Тщеславие бессердечной Эстеллы было наконец удовлетворено. Иштван Понграц возмутился и убрал с дороги дерзкого ухаживателя, своего соперника. О, каким торжеством забилось ее сердце и как стремительно прилила к ее лицу кровь, отхлынувшая было на мгновение. А как кокетливо заблестели ее глаза! Ведь поступок Иштвана был как бы молчаливым признанием.
Голос Эстеллы сделался нежным, игривым.
— О сударь, нельзя же быть таким жестоким! За какой-то пустяк так сурово наказать этого несчастного!
— А что, разве он хотел какого-нибудь пустяка? — спросил поляк с напускным простодушием.

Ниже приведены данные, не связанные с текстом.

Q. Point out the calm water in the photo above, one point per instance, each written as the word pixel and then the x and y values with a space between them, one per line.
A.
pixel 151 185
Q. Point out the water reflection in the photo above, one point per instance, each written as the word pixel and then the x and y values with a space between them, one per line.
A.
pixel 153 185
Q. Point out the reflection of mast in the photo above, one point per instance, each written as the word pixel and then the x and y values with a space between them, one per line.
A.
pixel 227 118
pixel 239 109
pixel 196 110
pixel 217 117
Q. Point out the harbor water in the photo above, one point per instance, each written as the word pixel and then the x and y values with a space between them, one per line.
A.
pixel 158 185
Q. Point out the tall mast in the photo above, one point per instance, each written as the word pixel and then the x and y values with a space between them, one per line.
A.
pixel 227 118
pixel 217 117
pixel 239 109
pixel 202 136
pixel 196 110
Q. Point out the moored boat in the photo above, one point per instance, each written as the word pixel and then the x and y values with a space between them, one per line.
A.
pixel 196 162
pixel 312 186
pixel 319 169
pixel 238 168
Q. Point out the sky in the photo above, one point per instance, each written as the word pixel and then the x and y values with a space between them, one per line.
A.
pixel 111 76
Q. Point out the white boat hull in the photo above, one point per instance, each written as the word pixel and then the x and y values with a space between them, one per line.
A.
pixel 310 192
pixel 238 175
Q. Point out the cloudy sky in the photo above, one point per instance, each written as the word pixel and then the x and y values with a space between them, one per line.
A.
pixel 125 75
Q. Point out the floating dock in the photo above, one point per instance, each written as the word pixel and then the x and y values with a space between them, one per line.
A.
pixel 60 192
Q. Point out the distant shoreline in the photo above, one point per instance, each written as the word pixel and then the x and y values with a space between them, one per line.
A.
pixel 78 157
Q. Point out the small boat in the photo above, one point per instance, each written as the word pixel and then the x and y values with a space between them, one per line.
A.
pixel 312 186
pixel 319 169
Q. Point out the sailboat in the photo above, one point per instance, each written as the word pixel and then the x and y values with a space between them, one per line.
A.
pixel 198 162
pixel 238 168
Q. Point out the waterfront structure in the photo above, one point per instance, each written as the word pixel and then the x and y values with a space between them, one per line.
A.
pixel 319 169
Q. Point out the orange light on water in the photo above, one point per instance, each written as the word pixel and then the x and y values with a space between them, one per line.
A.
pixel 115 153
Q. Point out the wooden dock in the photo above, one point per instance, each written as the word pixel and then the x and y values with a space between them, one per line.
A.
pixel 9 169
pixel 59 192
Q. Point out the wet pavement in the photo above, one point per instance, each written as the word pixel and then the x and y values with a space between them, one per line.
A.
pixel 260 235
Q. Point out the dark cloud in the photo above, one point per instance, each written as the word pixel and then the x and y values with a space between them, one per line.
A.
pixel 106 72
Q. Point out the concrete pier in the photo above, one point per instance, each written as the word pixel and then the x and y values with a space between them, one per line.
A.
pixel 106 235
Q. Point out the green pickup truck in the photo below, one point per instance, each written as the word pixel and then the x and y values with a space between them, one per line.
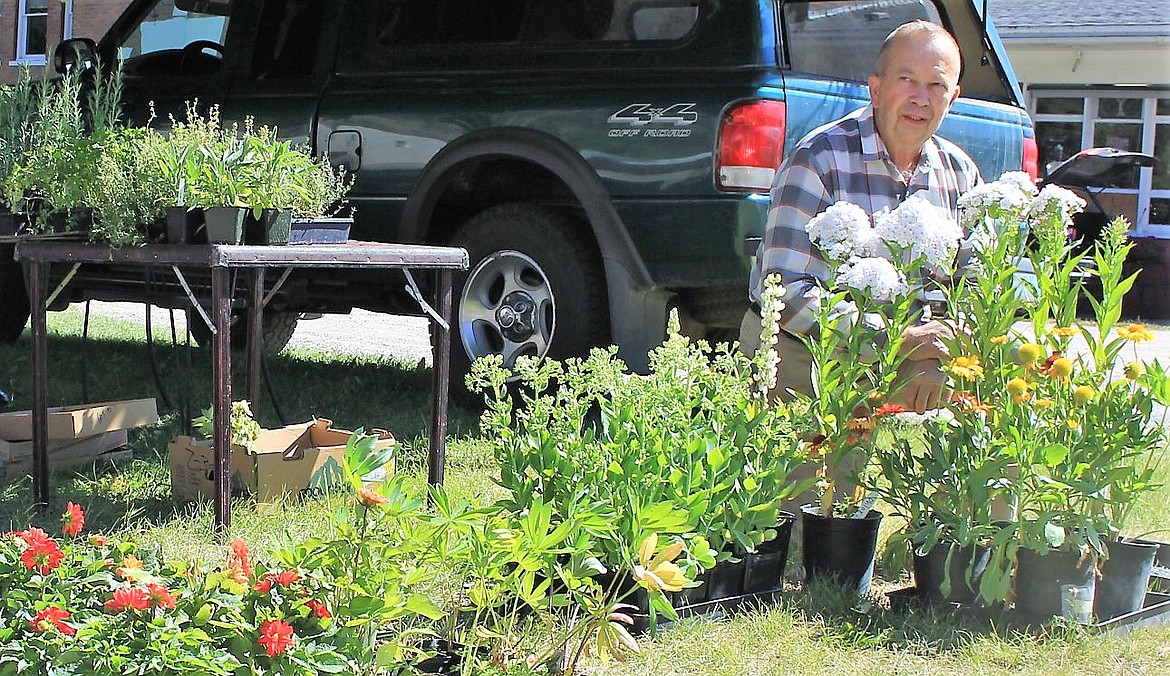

— Он не сказал, чего хотел, — с такой же детской наивностью ответила Эстелла, — ему не дали для этого времени. Откуда же мне знать?
Эта милая, шутливая игра в наивность так шла к ней, что иной зацеловал бы ее до смерти.
— Чего бы он ни хотел, — продолжал плести нить застольной беседы Пружинский, — но, уж наверное, не того, что с ним случилось.
— Надо думать! Но где же он сейчас?
— Внизу, в замковой темнице, — отвечал граф Иштван, к которому был обращен вопрос Эстеллы.
— В темнице? Боже милостивый! — воскликнула бывшая цирковая наездница, испуганно всплеснув руками. — И как долго он там пробудет?
— До тех пор, пока я его не выпущу, или…
— Как! — удивилась Эстелла. — Есть еще какие-то "или"?
— …Или пока я не прикажу отрубить ему голову.
Сидевшие за столом переглянулись. Этого еще недоставало! В самом деле, со вчерашнего дня поведение графа начало внушать опасения.
— Но это невозможно! — невольно вырвалось у Эстеллы.
— Почему же невозможно? — казалось, удивился граф. — Ведь у нас в арсенале есть палаш.
— Палаш-то есть, — откликнулся Памуткаи, стараясь успокоить графа мягким, ласковым тоном. — Но у нас уже нет права его применять.
— Ерунда, отрубает голову не право, а меч.
В этот день после обеда разбрасывание денег не состоялось, граф даже не закурил, как обычно, и не вышел на балкон, а заперся у себя в кабинете. Озадаченные «придворные», оставшись в столовой, собрались в кружок, чтобы обсудить необычное происшествие.